IL SETTIMO COMANDAMENTO

Proviamo un attimo ad immaginare un mondo in cui viene rispettato anche solo questo comandamento, quello di non rubare: la mattina usciremmo da casa accompagnando semplicemente la porta con la mano, perché non esisterebbero serrature; non impazziremmo per cercare di capire in quale tasca abbiamo lasciato le chiavi della macchina perché non esisterebbero ovviamente nemmeno le chiavi, e saliremmo in vettura facendo comodamente partire il motore con la pressione di un pulsante. Il nostro veicolo funzionerebbe naturalmente in modo perfetto perché nessun meccanico disonesto ci avrebbe preso in giro durante l'ultima riparazione, ed in ogni caso coi soldi risparmiati in sistemi d'allarme e in assicurazioni per il furto (oltre che nel furto delle assicurazioni) non avremmo nessun problema a comprarci una macchina nuova. Lungo il percorso faremmo benzina ben certi che la quantità di carburante corrisponda esattamente alla quantità indicata dalla pompa, ed anzi il carburante costerebbe assai poco senza la rapina delle compagnie petrolifere associate in cartello (e quella dello Stato). Ai semafori non saremmo fermati da nessun lavavetri perché nella sua terra nessuno sarebbe sfruttato ingiustamente, nessuno applicherebbe ai prestiti tassi d'interesse usurai, nessuno adotterebbe forme di neocolonialismo.
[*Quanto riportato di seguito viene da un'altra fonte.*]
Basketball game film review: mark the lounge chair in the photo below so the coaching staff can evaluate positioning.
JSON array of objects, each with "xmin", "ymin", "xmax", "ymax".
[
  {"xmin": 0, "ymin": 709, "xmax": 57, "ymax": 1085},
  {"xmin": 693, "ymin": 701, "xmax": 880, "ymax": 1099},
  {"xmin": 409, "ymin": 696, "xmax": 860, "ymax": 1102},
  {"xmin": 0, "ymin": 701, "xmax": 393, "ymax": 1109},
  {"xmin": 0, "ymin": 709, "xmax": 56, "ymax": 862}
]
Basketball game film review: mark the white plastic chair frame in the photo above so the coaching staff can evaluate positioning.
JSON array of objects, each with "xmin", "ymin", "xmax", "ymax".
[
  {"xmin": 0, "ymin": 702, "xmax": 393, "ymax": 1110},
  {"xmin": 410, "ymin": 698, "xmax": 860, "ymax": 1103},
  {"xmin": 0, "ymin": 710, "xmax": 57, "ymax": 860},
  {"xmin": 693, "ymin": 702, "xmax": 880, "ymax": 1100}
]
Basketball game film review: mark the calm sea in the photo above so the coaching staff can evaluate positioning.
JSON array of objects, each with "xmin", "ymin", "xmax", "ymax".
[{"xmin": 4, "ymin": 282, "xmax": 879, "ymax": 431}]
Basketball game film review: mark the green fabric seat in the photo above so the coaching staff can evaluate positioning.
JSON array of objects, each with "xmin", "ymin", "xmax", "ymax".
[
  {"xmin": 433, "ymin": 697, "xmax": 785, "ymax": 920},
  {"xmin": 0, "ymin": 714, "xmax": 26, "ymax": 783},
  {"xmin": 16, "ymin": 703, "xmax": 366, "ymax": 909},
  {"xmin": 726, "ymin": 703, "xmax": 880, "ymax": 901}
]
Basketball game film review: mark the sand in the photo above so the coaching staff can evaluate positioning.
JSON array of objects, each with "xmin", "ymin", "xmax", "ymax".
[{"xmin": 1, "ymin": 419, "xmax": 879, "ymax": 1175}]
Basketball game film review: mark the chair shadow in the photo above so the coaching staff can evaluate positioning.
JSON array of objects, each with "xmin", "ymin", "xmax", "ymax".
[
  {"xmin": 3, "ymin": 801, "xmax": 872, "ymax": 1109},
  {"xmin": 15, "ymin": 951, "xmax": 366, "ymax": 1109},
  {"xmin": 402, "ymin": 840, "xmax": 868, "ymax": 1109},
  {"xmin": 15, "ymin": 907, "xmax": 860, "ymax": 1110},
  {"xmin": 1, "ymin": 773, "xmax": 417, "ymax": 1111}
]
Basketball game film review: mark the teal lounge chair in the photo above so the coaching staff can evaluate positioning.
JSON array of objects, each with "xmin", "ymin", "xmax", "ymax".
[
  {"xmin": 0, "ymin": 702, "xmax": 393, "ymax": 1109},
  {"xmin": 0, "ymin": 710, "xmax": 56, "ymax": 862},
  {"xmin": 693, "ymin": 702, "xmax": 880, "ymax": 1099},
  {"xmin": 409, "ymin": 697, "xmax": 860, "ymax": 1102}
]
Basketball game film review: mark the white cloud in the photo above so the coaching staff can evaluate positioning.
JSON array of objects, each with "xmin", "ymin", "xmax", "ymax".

Arriveremmo a lavoro, felici di trovare tutta la contabilità semplificata, in quanto ogni controllo fiscale non avrebbe senso in un mondo di onesti. La nostra stessa busta paga sarebbe più gonfia, sia perché ci verrebbe corrisposto il giusto salario, e sia perché le tasse sarebbero molto più basse essendo pagate da tutti; ma sarebbero più basse anche per tutto quello che il sistema risparmierebbe in carceri e poliziotti, in furgoni blindati e depositi corazzati, in impianti antifurto e costosi processi. In sostanza saremmo tutti più ricchi, per cui non vi sarebbe neanche la necessità del furto. Già per un solo comandamento non rispettato ci siamo guastati la vita. Del resto le tavole della Legge erano state date proprio per una nostra maggiore felicità sulla terra, e non certo perché Dio ci guadagnasse qualcosa.

Inoltre dobbiamo capire che il vero danno del furto non è quello materiale, ma quello spirituale. Il vero danno per chi ruba è nell'uscire dalla visione d'amore con cui andrebbe guardata la realtà. Nel rubare compio innanzi tutto un furto a me stesso, perché mi privo della visione di Dio già in questa vita (col rischio di perderla anche nella prossima). Per un piccolo beneficio materiale perdo la serenità e la gioia, e non riesco più a gustarmi la vita essendomi assai più difficile se non impossibile conservare quell'ottica d'amore per gli altri che è alla base d'ogni felicità terrena, prima ancora che celeste. In secondo luogo derubo anche l'altro di una parte di questa visione, danneggiando, oltre che il suo bene materiale, anche la sua fiducia nel prossimo, il suo ottimismo, la sua gioia di vivere in un mondo di fratelli; lo costringo verso la diffidenza, la circospezione, l'insicurezza. Il furto più grande che gli faccio è che lo derubo di me: non avverte più la mia presenza come una continuità. Gli impedisco parte della visione di Dio perché non vede più Dio in me. Frantumo il regno di Dio sotto i suoi occhi. Questo pericolo è tanto grave che il Vangelo invita il derubato della tunica ad inseguire il ladro per donargli anche il mantello; affinché, pur restando una perdita materiale, si eviti almeno di perdere un fratello. La fratellanza può ancora salvare. Veramente in pochi deruberebbero un loro fratello: in realtà il furto inizia quando ho smesso di vedere l'altro come un fratello. Siamo tutti ladri nel medesimo istante in cui smettiamo di amare. Ma in fondo al cuore dell'uomo, anche di quello più incallito nel furto, rimane il desiderio ideale di una società d'amore. Utopia che viene respinta solo fino al giorno in cui non avviene l'incontro con Chi, sacrificandosi sulla croce, riuscì a restituire anche al ladro il suo cielo dicendogli: "Oggi stesso sarai in Paradiso con Me".